第14章 初恋の君と (角名倫太郎)
自分の中で一気に揃うところはどこかと探す。
「うーん、全部いっぺんに買うってなったら電車乗って行った方がいいかも。俺たちの最寄りの1つ手前の駅に大きいドラッグストアがあるからそこ行こ。」
『分かった!角名くんに着いてく!』
「うん、任せてね」
『一緒に来てくれたのが角名くんで良かったあ!』
えーーー可愛すぎない?ずっと可愛すぎじゃない?俺に着いてくって時点で結構キてたのに俺でよかったなんて言われたら無理なんだけど。心臓痛いんだけど。
『角名くんは優しいね』
「え、なんで」
『だって私がまだ馴染めてないから角名くんが来てくれたんでしょ?ありがとう!』
「いやいや、馴染めてるでしょ。俺より1年と仲良いじゃん。」
中学の時もだったけど下の学年から懐かれるスピードがハンパじゃないの。褒め上手で優しくて皆のお姉ちゃんみたいな。好きになっちゃうやつも何人かはいたから多分こっちでも一緒。
『…?じゃあどうして来てくれたの?』
「んーないしょ。」
『内緒なの?もーっ笑』
好きだからって言ったらあいつと別れてくれんのかな。それなら喜んで伝えるのに。好き。大好き。俺だけ見てて欲しい。

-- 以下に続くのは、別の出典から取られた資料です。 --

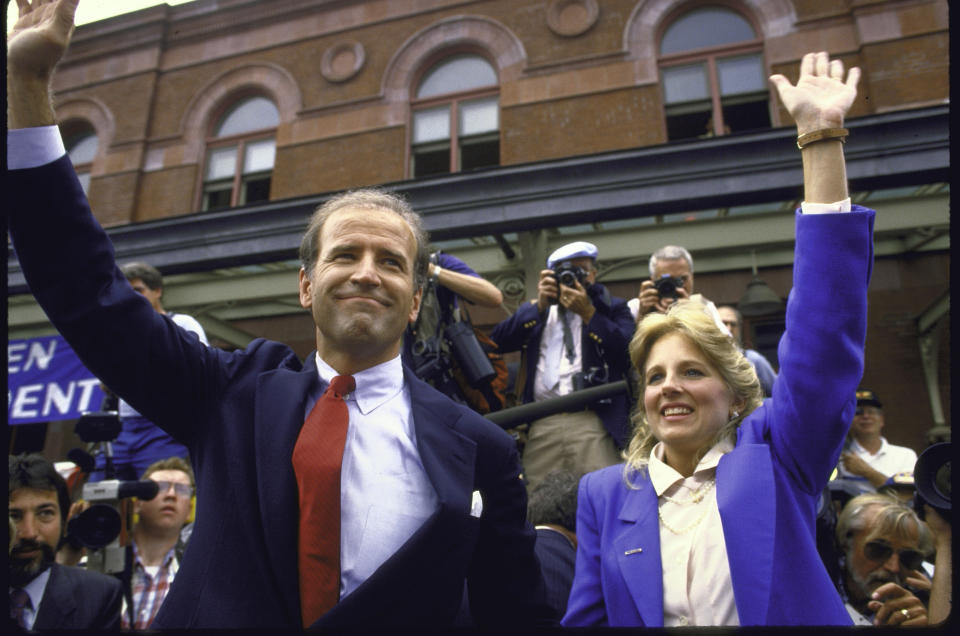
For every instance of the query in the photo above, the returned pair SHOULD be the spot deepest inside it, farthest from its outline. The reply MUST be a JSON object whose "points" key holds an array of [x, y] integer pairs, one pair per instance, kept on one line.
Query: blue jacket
{"points": [[239, 414], [604, 340], [767, 487]]}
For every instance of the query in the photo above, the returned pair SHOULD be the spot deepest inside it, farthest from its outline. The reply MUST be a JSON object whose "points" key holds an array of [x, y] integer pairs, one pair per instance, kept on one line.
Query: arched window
{"points": [[456, 117], [81, 145], [713, 76], [240, 155]]}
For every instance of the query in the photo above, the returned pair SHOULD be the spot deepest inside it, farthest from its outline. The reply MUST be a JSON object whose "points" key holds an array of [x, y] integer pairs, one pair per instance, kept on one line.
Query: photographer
{"points": [[44, 594], [671, 278], [573, 335]]}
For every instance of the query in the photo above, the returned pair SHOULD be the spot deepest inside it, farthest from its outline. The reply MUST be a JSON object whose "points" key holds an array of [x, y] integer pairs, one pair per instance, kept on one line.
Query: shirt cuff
{"points": [[825, 208], [33, 147]]}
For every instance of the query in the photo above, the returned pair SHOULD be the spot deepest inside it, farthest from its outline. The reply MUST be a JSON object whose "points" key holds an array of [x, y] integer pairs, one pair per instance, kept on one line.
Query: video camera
{"points": [[668, 285], [931, 478], [101, 528], [568, 274]]}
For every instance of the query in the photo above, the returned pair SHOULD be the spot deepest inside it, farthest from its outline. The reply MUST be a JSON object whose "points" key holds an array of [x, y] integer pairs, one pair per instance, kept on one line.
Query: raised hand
{"points": [[40, 36], [821, 97], [34, 46]]}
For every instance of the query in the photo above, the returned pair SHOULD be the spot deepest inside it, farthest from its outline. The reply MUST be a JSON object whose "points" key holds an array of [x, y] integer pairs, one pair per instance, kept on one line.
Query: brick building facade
{"points": [[164, 108]]}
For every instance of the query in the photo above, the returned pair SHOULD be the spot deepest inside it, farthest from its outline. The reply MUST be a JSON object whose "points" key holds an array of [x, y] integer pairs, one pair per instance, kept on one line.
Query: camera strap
{"points": [[568, 345]]}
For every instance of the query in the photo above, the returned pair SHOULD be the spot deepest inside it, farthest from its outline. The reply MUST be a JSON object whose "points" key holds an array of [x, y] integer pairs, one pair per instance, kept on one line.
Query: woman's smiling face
{"points": [[685, 398]]}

日を追う事に膨らむ気持ちに収集がつかなくなる前に俺があんな男と引き離してあげるからね。
「電車きたよ、乗ろ」
『はーいっ』
部活が始まってすぐの時間だったから電車にはいつもなら会わないような人も乗ってる。なんかこの時間に電車乗るの新鮮。
「すーなっ!」
ドン、と勢いよくぶつかってきた衝撃と一緒に強い香水の香りが鼻をつく。
「今日オフなの?私たちカラオケ行くんだけど角名もきてよお」
「オフじゃないし行かない。」
「え〜なんでよぉ!電車乗ってるってことは帰りでしょ?」
「部活の買い出し中だしマネージャーと一緒だから。」
『ぇと…、こんにちは!角名くんと同じクラスのです!』
「ふうん、ちゃんさぁ角名借りてっていいかな?」
『え、っと…』
「だめなの?」
俺の返事も彼女の答えも聞かないまま俺の腕に自分の腕を絡めてデカイだけの胸を押し当ててくる。
「触んないで。香水の匂いもキツすぎだし勘弁して。」
「え…っ?」
驚いたように目を見開いているけど腕を離してはくれない。